GODLY FRIENDSHIPS🤎
- Munachimso Ngozi-Olehi
- Feb 6, 2021
- 3 min read
I saw a tweet some time ago from @pst_iren (I think) talking about Godly friendships being more about assignment & purpose over availability.

That got me thinking about my level of intentionality in making friends 😅. Growing up, I used to make literally everyone my friend, from the little baby I said hello to a few minutes ago, to the 'big-mummy' I saw getting down from a car and fell in love with her aura. I would find a way to talk to people, engage people in conversations without finishing the conversation just because I needed something to hinge on for a conversation when next we meet.
May 2020, my pastor, @iriahuwagbae spoke extensively on relationships (with friends, parents, family, business & life partners, potential spouses). A part that really struck and still stuck with me today is about the friendships we have and the choices we make when choosing friends.
We shouldn't be quick to give people the friend tag in our lives just because we know them or because they seemed so cool when we met. It is absolutely okay to use the words 'colleagues', 'old classmate', 'school mate', 'acquaintance' while addressing people. Friends of friends do not always have to become friends with you. It is okay to keep people at arm's length until we trust who they are and have understood their personality. We should learn to first earn the trust and worth of each other before giving out the friendship tag. We have to learn to let people prove who they are and we should learn to prove our worth and essence before taking the friend tag.
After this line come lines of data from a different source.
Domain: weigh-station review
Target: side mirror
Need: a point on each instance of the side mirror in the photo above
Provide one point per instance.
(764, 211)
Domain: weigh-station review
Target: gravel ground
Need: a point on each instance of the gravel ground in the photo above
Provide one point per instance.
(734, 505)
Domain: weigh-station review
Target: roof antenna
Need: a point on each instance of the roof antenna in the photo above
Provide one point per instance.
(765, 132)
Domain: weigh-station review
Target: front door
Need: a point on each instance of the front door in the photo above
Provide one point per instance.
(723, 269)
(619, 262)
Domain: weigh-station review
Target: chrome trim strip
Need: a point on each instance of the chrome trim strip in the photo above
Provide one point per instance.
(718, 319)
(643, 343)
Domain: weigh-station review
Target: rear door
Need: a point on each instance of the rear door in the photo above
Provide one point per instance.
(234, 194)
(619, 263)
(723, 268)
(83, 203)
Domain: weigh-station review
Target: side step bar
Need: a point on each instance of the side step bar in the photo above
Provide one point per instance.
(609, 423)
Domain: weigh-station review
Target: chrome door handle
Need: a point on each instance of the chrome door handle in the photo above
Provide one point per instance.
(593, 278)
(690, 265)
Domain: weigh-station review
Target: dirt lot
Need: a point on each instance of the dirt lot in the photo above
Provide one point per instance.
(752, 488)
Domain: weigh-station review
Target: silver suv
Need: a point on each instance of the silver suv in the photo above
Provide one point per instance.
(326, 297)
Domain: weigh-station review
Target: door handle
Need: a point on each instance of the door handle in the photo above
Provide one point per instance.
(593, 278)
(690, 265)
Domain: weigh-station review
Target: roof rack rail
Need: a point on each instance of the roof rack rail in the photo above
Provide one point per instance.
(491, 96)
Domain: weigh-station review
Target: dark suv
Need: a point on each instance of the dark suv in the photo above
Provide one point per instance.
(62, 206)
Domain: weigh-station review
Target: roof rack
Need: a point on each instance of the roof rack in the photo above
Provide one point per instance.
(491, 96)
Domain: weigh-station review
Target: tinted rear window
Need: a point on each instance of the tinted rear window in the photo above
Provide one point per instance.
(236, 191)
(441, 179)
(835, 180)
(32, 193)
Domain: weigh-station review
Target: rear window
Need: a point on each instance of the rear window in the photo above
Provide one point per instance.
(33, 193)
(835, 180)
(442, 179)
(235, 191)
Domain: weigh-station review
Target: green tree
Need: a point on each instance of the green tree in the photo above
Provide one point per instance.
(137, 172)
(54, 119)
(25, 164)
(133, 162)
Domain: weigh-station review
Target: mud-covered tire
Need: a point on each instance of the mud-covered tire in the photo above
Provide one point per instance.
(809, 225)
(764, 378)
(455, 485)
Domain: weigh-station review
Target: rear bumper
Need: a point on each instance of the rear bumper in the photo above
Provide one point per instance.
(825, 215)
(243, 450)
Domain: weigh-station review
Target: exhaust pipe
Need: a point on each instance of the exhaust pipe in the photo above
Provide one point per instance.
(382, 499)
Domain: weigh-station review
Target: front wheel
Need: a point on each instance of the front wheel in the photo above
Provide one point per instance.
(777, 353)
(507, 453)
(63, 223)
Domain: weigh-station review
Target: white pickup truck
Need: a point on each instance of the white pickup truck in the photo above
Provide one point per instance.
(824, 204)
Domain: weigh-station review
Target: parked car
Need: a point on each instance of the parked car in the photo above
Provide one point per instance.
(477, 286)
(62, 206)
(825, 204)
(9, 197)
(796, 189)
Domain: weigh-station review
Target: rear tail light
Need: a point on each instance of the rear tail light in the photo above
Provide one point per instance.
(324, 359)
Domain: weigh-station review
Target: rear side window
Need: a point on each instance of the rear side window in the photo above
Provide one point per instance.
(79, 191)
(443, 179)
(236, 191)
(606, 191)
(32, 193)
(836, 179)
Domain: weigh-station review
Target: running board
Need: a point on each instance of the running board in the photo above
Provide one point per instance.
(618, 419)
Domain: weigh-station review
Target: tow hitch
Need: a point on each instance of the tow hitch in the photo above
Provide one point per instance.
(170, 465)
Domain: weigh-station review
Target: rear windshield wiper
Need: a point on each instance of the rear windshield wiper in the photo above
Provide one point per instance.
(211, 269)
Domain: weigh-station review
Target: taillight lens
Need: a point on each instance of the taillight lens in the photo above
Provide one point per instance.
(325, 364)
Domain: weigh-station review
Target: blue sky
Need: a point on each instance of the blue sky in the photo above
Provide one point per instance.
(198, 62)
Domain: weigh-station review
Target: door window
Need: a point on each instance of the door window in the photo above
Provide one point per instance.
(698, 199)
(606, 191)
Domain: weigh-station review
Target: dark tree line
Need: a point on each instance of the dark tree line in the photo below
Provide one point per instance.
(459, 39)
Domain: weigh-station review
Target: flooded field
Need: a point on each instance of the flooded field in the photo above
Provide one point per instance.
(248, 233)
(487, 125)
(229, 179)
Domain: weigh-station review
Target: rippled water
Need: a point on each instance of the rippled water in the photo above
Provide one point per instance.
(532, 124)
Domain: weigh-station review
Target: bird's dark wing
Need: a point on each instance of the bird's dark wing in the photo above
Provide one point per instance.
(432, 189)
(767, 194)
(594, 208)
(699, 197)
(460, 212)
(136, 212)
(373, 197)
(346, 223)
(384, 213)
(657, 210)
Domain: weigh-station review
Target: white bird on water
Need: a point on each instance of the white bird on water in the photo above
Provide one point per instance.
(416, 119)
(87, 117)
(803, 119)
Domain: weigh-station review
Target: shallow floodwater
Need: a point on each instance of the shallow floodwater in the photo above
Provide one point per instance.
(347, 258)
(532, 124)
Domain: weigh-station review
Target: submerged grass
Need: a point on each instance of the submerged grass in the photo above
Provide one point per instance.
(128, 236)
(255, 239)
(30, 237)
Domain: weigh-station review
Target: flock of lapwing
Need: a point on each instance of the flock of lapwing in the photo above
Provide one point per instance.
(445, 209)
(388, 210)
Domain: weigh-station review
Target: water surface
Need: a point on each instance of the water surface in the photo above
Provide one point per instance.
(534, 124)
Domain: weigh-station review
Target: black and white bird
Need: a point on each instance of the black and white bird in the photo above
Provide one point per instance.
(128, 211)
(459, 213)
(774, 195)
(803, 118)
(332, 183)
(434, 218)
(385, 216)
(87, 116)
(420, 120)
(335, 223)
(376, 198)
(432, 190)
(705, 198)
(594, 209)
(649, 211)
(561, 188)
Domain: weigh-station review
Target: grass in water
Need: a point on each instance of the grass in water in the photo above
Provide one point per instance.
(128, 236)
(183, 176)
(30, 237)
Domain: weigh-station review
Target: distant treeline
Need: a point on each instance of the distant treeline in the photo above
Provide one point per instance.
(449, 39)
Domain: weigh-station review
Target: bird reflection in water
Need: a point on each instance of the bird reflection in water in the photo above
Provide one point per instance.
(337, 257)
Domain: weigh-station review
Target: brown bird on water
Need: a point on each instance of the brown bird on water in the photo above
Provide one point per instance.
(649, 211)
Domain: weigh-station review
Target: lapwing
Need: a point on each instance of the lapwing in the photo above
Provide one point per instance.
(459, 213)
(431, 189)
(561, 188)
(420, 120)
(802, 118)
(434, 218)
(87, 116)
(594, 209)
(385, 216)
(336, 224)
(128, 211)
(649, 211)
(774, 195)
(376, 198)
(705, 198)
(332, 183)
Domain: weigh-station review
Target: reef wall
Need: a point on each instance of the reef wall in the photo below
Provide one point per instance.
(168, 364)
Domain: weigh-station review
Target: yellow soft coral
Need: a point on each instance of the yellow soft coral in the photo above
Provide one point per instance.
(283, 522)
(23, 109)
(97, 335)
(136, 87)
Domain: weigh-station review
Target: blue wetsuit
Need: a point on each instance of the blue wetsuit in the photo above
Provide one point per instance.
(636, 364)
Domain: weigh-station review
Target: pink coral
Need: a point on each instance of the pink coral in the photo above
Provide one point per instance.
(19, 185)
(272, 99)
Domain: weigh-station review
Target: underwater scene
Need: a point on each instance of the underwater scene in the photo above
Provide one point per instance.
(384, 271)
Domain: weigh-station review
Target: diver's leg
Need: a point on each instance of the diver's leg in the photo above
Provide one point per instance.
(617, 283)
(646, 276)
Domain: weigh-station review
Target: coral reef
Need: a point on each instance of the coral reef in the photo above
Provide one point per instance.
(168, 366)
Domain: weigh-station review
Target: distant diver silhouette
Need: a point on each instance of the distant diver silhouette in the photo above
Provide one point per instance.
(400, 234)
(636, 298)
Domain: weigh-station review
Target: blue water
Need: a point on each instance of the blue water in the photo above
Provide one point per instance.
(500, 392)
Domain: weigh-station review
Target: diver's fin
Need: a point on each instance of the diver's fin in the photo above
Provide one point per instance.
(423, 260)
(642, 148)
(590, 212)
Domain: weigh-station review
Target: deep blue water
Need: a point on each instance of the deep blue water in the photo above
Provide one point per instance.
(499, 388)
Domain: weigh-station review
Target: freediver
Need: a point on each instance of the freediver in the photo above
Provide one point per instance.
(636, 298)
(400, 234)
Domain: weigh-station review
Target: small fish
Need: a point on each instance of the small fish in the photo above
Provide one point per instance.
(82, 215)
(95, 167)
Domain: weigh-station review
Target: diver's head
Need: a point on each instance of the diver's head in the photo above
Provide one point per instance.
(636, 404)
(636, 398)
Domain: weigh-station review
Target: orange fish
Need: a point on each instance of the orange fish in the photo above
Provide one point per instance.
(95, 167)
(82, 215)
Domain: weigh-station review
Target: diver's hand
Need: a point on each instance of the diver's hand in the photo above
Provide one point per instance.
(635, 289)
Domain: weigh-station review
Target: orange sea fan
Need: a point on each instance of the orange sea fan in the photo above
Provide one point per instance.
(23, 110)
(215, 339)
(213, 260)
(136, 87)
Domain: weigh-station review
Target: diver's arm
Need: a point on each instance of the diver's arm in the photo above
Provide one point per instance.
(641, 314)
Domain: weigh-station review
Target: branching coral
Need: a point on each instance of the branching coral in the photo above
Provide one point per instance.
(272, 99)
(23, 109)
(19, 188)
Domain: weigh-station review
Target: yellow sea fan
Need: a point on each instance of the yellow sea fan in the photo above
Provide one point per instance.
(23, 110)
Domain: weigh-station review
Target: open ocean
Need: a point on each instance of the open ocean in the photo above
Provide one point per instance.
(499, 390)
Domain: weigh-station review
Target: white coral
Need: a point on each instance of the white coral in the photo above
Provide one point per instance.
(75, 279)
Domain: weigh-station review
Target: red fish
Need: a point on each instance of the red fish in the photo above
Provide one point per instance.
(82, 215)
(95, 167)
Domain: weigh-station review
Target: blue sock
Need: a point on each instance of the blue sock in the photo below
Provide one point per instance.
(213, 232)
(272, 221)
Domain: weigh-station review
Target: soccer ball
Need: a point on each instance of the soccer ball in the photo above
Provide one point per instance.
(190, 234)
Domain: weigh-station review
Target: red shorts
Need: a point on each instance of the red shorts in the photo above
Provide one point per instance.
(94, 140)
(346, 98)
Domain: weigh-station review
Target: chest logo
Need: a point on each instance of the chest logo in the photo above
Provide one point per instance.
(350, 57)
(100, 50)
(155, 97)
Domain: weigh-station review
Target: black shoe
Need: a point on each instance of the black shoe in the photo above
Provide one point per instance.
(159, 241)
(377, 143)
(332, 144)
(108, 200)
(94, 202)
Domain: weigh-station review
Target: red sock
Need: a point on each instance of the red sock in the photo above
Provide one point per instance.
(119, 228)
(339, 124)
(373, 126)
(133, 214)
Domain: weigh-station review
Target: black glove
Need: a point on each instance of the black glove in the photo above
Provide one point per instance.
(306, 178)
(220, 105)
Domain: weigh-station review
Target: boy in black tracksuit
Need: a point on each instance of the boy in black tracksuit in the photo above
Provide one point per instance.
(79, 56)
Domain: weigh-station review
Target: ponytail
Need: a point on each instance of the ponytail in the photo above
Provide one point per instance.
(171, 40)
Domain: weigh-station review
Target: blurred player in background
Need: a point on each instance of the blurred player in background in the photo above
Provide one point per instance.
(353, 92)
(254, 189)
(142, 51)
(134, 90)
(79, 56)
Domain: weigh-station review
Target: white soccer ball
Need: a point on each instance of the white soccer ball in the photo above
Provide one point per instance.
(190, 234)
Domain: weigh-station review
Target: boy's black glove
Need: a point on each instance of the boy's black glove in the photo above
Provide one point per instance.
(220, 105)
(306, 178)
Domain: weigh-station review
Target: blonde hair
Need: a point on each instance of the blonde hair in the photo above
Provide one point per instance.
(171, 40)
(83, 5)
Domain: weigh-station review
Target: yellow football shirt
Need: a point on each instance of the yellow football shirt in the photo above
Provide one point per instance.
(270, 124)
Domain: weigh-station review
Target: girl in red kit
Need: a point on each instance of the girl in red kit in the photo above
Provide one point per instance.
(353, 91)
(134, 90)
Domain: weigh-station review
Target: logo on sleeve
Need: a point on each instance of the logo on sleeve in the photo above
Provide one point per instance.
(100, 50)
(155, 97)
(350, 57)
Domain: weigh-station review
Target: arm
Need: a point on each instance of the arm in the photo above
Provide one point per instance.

From @pst_iren I realized that just as people have their individual purposes to achieve in life, relationships are connected by purpose. So before jumping into friendships let alone relationships, talk to God about it. Then deep down, ask yourself some serious questions. 'Can she help me become a better Christian and a better person generally? Is she someone that I can boldly walk with on the path of purpose together? What purpose are we called to achieve with being friends?'
The goal is to have friends that can pray for you and really hold you up when things are down. Both spiritually, mentally, psychologically, everywhere. Also, have the understanding that not every relationship is a forever one (and I didn't say marriage!) Some relationships have an expiry date. We get into each other's lives for a reason, a purpose. Sooner or later, we will be done with our assignment and would have to leave. Leaving doesn't mean not talking to each other again. It only means we can't be in that space we used to be in each other's lives again. Also, the friendship could get toxic for either friend, by either becoming one-sided where only one person is investing so much in it or could be that you just stopped having the same values. Life happens, and the only constancy assured is change. No matter how close you get, be ready to say goodbye when the time comes without sentiments and unnecessary emotions.
Also, friendships come with loyalty, love, and compromise. And yes, stop going into friendships with only a receiver's mentality. Are you that person that your friend can come to when in need? Are you adding value to the life of your friend? Are you your friend's go-to person or does your friend have to find another shoulder to lean on when things get tough because you just have a way of making situations about you? Are you a narcissist? Do you also encourage the growth of your friend in every area?
It is great to have friends for a lifetime, people you have literally known since like forever and have stuck together through thick and thin. But don't stay in friendships that are not worth your time, effort, and resources for the sake of having long-term friendships. Don't just leave a friendship because it became toxic.